Ødegård and Strøm finished seventh and fifth, respectively, after qualifying, then comfortably made it through their quarterfinal races. They ended up racing together in the first semifinal, where they skied a strategic race and helped each other maintain and finish in the first and second positions.
Despite being happy with his race, Packer was a victim of the course’s lack of passing opportunities. According to the 24-year-old Alaska native, he started out in third or fourth and never had a real chance to move forward during the race.

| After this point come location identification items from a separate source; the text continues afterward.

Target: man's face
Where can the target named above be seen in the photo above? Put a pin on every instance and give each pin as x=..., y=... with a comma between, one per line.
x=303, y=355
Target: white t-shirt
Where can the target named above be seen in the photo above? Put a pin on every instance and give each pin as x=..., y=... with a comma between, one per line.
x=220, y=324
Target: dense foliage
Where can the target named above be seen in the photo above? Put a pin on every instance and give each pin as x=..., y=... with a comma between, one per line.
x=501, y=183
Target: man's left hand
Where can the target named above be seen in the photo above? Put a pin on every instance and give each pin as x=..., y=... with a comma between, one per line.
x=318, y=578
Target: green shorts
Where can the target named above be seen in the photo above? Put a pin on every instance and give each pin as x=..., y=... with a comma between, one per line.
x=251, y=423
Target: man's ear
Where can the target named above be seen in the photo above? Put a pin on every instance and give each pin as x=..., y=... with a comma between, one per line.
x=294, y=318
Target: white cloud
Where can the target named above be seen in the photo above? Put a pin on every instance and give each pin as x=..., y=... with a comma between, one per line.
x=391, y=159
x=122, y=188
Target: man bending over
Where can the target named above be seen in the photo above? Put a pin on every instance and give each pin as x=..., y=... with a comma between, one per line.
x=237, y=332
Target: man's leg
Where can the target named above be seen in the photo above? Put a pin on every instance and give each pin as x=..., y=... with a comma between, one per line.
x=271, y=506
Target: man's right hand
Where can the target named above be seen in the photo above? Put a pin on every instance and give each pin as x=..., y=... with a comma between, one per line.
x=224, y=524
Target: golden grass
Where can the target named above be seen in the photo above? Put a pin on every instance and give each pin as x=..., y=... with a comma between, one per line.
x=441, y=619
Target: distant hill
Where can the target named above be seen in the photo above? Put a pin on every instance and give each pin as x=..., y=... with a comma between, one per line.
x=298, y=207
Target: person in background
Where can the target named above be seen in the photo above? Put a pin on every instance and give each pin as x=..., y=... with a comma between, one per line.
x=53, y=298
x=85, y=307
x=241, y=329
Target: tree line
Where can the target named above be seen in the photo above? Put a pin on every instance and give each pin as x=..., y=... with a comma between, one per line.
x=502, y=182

“The final went out pretty hard and with this course it’s really difficult to pass,” he explained.
Packer qualified in 13th, surviving a competitive quarterfinal while squeaking through the semifinal to make it to the A-final.
Finishing fifth, Ramsey was ecstatic about advancing to the A-final. The 23 year old is an accomplished distance racer, having finished eighth at last year’s 15 k at U.S. nationals, but hasn’t considered himself to be a sprinter in the past. Starting the day by qualifying in 12th, he finished just behind Blackhorse-von Jess in the men’s first quarterfinal. Then he led Blackhorse-von Jess going into the last hill during the second semifinal, before the eventual winner passed him on the closing stretch.
“I’m pretty stoked that I’m able to sprint this year,” Ramsey said, emphasizing how much technical work and “on-snow” time during the fall has helped him out.
The day started off well for Saxton, a 21-year-old U.S. Ski Team and SMST2 athlete, who was first after qualifying.
“I think the qualifier today rewarded smooth skiing and I don’t think very many people would list smooth skiing as one of my attributes thus far,” Saxton explained.
However, he fell behind Ødegård and Strøm in the semifinal and faded on the final hill, then ended up 11th overall after falling behind in the B-final. In that race, he said his right hamstring “balled right up” going into the tuck, leaving him unable “to put forward the effort” that was representative of his abilities.
Sun Valley’s Miles Havlick, who was fourth after qualifying, won the B-final, barely nudging out Brian Gregg (Team Gregg/Madshus) and Forrest Mahlen (Montana State University). Alaska Pacific University’s Lex Treinen was put out of the race at the start, falling immediately after the gun sounded.
Paddy Caldwell (SMST2) also suffered a race accident earlier in the day. After qualifying in 22nd, one of his poles broke at the top of the final hill during the fourth quarterfinal. Alex Schulz of Craftsbury Green Racing Project was on the inside, and as they rounded the curve Schulz’s ski and Caldwell’s pole collided.
There were certain issues on Day 1 of the event involving timing, bib numbers and placement into semifinals. Races and results were postponed, and athletes at times questioned when or if they would be racing.
SuperTour racing continues for the men on Saturday in West Yellowstone with the 15 k freestyle individual start. Snow is expected to fall throughout the day, making for interesting racing conditions.